Scheduling server tasks with boost.task

Recently, on a profile resource, one programmer asked the question: “What should MMO use for working with streams?” . The programmer was inclined to Intel TBB , but not even to the basic primitives, but to custom task scheduling. Well, like TBB - well, okay. A little later, I saw the source code of the MMO server of another programmer, who recently began to correspond with him from scratch to improve the architecture. And there were a lot of bikes that were written by the programmer himself instead of using third-party components such as boost (for example, wrapper classes over pthread, and this is in 2010, when boost.thread is almost standard). There was implemented a thread pool support with a task scheduler. This topic is very interesting to me and I began to dig information about ready-made solutions for planning tasks (as in TBB) and found boost.task , which I decided to write about.

Definition

The task (task) is a logically united set of actions. The task scheduler asynchronously performs tasks based on certain strategies for choosing who should be running at the moment in what thread.

Tasks allow you to abstract from ordinary threads and operate at a higher level.

Why do I need a task scheduler?

How does a spherical server work in a vacuum?

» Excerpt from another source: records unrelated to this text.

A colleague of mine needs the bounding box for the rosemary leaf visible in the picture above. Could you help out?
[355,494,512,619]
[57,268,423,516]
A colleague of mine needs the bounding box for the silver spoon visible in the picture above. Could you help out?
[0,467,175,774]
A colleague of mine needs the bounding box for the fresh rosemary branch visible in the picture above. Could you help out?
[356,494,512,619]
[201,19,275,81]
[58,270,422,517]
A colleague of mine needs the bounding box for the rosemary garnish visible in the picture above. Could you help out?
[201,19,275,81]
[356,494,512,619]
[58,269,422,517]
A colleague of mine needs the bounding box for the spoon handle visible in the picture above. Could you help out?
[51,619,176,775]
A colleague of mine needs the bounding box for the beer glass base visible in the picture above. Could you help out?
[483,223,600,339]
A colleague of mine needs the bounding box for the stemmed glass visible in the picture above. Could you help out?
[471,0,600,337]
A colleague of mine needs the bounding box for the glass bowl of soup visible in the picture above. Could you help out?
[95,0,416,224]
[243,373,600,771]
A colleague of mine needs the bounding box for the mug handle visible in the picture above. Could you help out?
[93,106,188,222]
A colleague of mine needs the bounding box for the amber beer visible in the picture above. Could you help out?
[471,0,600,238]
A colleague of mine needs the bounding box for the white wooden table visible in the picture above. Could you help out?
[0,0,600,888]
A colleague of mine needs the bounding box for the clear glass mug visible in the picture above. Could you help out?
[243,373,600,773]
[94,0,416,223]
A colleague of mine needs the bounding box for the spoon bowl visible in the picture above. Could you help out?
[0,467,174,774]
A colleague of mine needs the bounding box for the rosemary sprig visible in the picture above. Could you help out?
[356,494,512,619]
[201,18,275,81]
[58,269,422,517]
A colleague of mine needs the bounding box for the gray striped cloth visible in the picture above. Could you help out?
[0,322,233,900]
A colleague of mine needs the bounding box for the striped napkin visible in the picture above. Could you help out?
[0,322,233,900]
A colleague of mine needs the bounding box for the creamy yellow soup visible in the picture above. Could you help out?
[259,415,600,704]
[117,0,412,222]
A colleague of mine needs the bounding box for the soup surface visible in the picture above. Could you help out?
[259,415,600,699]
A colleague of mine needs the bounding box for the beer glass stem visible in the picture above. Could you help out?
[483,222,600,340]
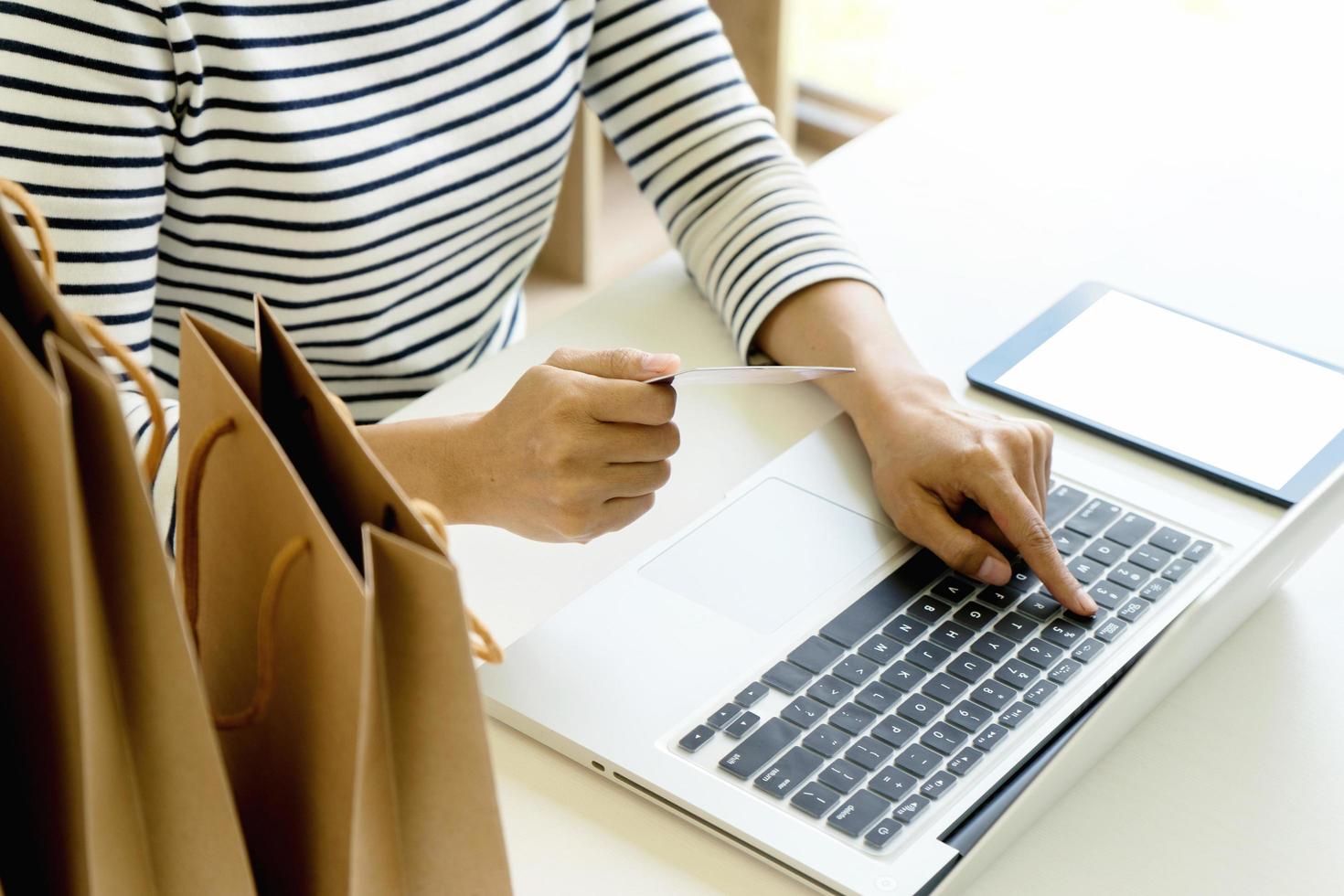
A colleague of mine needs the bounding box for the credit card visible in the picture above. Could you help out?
[644,366,853,386]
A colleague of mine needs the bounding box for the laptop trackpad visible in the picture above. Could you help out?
[640,478,895,634]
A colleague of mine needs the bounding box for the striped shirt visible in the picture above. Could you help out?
[0,0,869,544]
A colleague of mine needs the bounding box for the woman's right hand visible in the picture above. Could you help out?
[361,348,680,543]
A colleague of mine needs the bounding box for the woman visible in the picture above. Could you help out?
[0,0,1095,613]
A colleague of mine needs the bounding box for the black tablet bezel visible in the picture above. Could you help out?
[966,283,1344,507]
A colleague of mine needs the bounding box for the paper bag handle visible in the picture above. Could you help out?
[177,416,309,731]
[326,391,504,664]
[0,177,168,484]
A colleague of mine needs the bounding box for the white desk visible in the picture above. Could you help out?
[402,14,1344,895]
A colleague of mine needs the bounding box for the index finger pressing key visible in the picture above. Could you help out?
[976,478,1097,616]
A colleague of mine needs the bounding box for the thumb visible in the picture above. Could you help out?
[898,500,1012,584]
[546,348,681,380]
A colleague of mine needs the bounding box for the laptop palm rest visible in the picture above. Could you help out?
[640,478,895,634]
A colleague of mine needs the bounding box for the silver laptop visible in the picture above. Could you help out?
[481,359,1344,893]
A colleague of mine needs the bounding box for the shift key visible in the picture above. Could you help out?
[719,719,803,781]
[821,550,947,647]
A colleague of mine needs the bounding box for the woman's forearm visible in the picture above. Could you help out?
[358,414,485,524]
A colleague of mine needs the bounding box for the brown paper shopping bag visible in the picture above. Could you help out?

Very simple:

A request comes from a client
It is processed!
The answer is sent

Well, in addition to the server, some processes may occur that are executed without a client request. For example, sending notifications to the entire user database, clearing the database of obsolete data (little key), processing daily statistics, and so on.

Now the snag is exactly how the request is processed. We need to figure out how to handle it.

Take for example a memcached-like server: we have a hash_map with data, there are read requests, there are write requests that make a simple hash map and return data, or write them into a hash map. So far everything is happening in one thread, but what if we need to use all the processors of the system?

We create as many threads as there are cores. We process users in each stream, which we scatter as a round-robin when creating a connection. When accessing the container, we use rwlock-i (boost :: shared_mutex). Fine. And how do we deal with the removal of elements from the container? Create a thread that wakes up once every N seconds and cleans the container.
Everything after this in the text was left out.